= Gyárfás–Sumner conjecture =

Unsolved problem in mathematics: Does forbidding both a tree and a clique as induced subgraphs produce graphs of bounded chromatic number?

In graph theory, the Gyárfás–Sumner conjecture says that for any fixed tree $T$, the class of all $T$-free graphs is $\chi$-bounded; that is, every graph that contains neither $T$ nor $K_t$ as an induced subgraph can be properly colored using a constant number of colors, depending only on $T$ and $t$.
Equivalently, it says that every $K_t$-free graph $G$ contains any arbitrarily chosen tree $T$ (as an induced subgraph), as long as $\chi(G)$ is large enough.
It is named after András Gyárfás and David Sumner, who formulated it independently in 1975 and 1981 respectively. It remains unproven.

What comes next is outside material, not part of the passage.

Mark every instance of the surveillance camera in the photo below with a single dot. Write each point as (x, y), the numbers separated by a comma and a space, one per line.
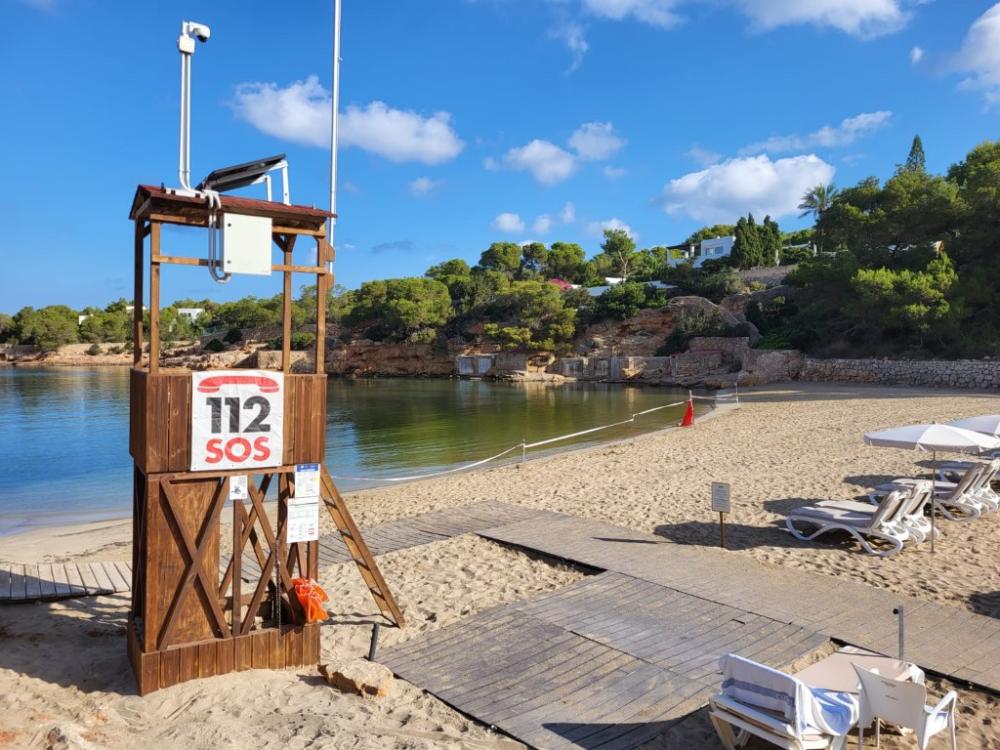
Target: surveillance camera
(200, 30)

In this conjecture, it is not possible to replace $T$ by a graph with cycles. As Paul Erdős and András Hajnal have shown, there exist graphs with arbitrarily large chromatic number and, at the same time, arbitrarily large girth. Using these graphs, one can obtain graphs that avoid any fixed choice of a cyclic graph and clique (of more than two vertices) as induced subgraphs, and exceed any fixed bound on the chromatic number.

The conjecture is known to be true for certain special choices of $T$, including paths, stars, and trees of radius two.
It is also known that, for any tree $T$, the graphs that do not contain any subdivision of $T$ are $\chi$-bounded.